È da quando ho terminato la lettura di questo romanzo che mi interrogo su quale possa essere il modo migliore per parlarvene come meriterebbe. Ancora adesso, mentre cerco di riempire di caratteri questa virtuale pagina bianca, non sono del tutto sicura di aver intrapreso la strada più giusta. 

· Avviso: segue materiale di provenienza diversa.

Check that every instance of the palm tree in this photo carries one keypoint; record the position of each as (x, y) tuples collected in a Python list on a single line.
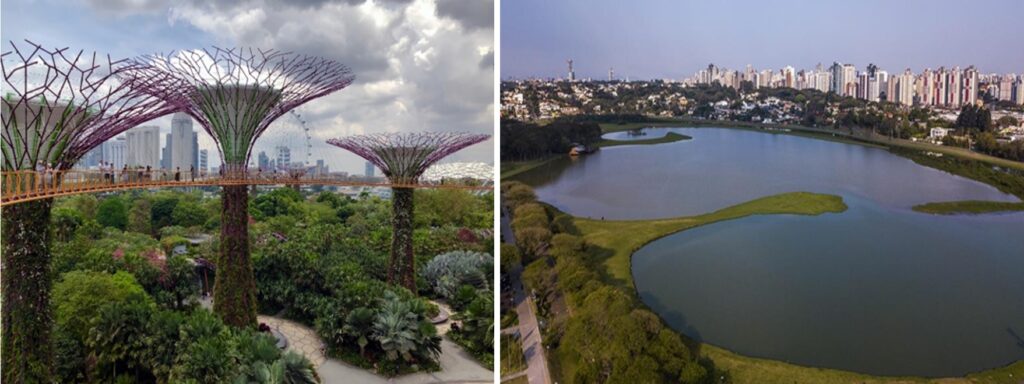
[(359, 326), (395, 333)]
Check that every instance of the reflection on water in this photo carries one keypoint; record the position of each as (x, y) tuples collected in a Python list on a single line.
[(877, 289), (723, 167)]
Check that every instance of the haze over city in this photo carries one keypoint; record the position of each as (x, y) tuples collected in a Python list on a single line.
[(411, 59), (673, 40)]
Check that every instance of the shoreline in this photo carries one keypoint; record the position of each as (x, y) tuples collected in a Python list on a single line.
[(750, 369), (610, 236)]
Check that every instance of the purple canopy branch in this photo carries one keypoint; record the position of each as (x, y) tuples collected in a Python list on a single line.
[(236, 93), (403, 157), (58, 104)]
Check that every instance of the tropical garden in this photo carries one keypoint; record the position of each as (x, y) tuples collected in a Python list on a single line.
[(132, 273)]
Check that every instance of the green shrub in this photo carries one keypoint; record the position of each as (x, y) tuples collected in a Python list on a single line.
[(118, 337), (475, 331), (113, 213), (463, 297), (79, 296), (448, 272)]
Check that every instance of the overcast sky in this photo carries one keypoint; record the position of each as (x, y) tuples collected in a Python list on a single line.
[(420, 65), (674, 39)]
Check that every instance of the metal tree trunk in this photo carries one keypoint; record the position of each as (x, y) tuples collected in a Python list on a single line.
[(235, 286), (402, 261), (28, 354)]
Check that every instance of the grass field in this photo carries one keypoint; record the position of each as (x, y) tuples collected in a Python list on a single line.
[(512, 359), (669, 137), (751, 370), (518, 380), (614, 242), (617, 240)]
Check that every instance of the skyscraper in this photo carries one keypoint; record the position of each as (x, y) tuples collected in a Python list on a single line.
[(370, 169), (182, 142), (196, 151), (284, 158), (142, 146), (203, 160), (114, 152), (165, 160), (263, 161)]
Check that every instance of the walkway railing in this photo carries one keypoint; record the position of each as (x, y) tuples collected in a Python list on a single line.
[(19, 186)]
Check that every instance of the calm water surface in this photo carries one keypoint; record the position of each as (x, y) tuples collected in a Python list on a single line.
[(878, 289)]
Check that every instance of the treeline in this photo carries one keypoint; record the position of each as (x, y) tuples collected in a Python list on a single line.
[(609, 336), (525, 140), (986, 143)]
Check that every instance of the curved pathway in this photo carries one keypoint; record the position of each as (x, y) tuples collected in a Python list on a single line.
[(457, 365)]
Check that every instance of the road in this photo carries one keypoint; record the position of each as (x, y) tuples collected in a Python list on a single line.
[(532, 346)]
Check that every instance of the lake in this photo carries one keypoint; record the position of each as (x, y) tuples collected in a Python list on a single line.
[(878, 289)]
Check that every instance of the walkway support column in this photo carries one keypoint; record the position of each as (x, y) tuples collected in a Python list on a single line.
[(28, 353), (403, 158), (235, 285), (56, 105), (235, 94)]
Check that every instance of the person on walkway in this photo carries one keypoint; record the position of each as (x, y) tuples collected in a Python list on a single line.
[(40, 169)]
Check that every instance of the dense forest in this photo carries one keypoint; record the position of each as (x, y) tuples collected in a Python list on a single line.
[(131, 270), (526, 140), (604, 333)]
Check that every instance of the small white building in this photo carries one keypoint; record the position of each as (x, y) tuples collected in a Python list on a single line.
[(938, 133)]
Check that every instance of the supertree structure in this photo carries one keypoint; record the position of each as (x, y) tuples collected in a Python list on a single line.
[(235, 94), (57, 104), (403, 158)]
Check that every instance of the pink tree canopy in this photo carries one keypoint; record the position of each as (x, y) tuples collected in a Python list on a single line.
[(403, 157), (237, 93), (58, 104)]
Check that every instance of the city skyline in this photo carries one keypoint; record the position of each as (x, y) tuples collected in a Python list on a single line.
[(410, 58), (672, 43)]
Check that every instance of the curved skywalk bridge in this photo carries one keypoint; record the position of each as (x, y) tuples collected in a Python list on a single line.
[(19, 186)]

La verità è che Susanna Casciani ha compiuto la magia di cui pure ci racconta. È riuscita a condensare in meno di 160 pagine una di quelle storie che fanno male, e pure bene intendiamoci, per la loro bellezza, per il significato profondo che si trascinano dietro, parola dopo parola. Una storia che è un concentrato di sentimenti, una escalation di emozioni che vanno dal riso al pianto, dalla paura alla rabbia, dallo smarrimento alla speranza.

E per fare tutto ciò l'autrice si serve di una storia all'apparenza come tante, ma splendida nella sua unicità. Una storia capace di trasformare il cuore del lettore, disarmato, in un puntaspilli.